Mosseri: Fingerprint Real Media, Not Fake
- Key Takeaways:
- Adam Mosseri says AI content is becoming ubiquitous and may soon outnumber real photography on Instagram.
- He argues platforms should focus on fingerprinting authentic media (cryptographic signing at capture) rather than chasing increasingly convincing fakes.
- Mosseri warns watermarking and detection will weaken as generative AI improves, and urges camera makers to verify authenticity at capture.
- Creators should consider showing 'raw' or unpolished work to signal authenticity in a feed crowded with synthetic content.
Why Mosseri says fingerprinting real media is more practical
Instagram head Adam Mosseri wrote that social platforms will face rising pressure to identify AI-generated content. He predicts detection tools will degrade as generative models improve.
His solution: instead of endlessly chasing fakes, he suggests it could be more practical to "fingerprint real media" — for example, by cryptographically signing images at the moment of capture to create a verifiable chain of custody.
Cryptographic signing at capture
Under Mosseri's proposal, camera and phone manufacturers would embed an authenticity signature into photos and videos when they are taken.
That signature would act like a tamper-evident seal, allowing platforms and viewers to confirm whether a file originated from a verified device and hasn't been altered since capture.
Why current detection approaches falter
Techniques such as watermarks and retroactive AI-detection are already showing limits.
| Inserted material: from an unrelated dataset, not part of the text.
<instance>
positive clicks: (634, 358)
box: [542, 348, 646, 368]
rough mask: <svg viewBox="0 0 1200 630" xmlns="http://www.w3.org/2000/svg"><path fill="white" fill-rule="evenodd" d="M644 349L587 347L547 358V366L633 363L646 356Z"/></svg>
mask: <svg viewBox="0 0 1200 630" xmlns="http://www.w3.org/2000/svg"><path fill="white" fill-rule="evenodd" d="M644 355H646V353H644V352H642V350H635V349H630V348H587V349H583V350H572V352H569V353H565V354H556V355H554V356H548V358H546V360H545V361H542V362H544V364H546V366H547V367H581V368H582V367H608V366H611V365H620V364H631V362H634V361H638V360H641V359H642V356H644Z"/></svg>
Watermarks can be removed, and detection models struggle as generative AI grows more realistic.
Meta has acknowledged it cannot reliably detect all AI-generated or manipulated content, making Mosseri's argument for a capture-time approach more urgent.
Implications for camera makers and phone companies
If adopted at scale, cryptographic signing would require coordination across hardware makers, operating systems and platforms like Instagram (Meta).
That raises technical and privacy questions: who manages keys, how to preserve users' privacy, and how to handle legacy devices without signing capability.
What this means for creators
Mosseri argues the era of the polished, square photo is waning. He recommends creators use more candid, unflattering or raw imagery as signals of authenticity in feeds increasingly filled with AI-generated visuals.
Creators concerned about reach and discoverability may see this shift as both a threat and an opportunity: authenticity could become a new currency, but it also depends on industry-wide adoption of verification tools.
Next steps and open questions
Mosseri offered few implementation details, so adoption depends on camera makers, standard-setting bodies and platform cooperation. Key challenges include scalability, privacy safeguards, and incentives for hardware partners.
As AI-generated content becomes commonplace, Mosseri's pragmatic pivot — prioritizing verification at capture over perfecting after-the-fact detection — reframes where responsibility for authenticity might sit: with devices, not just platforms.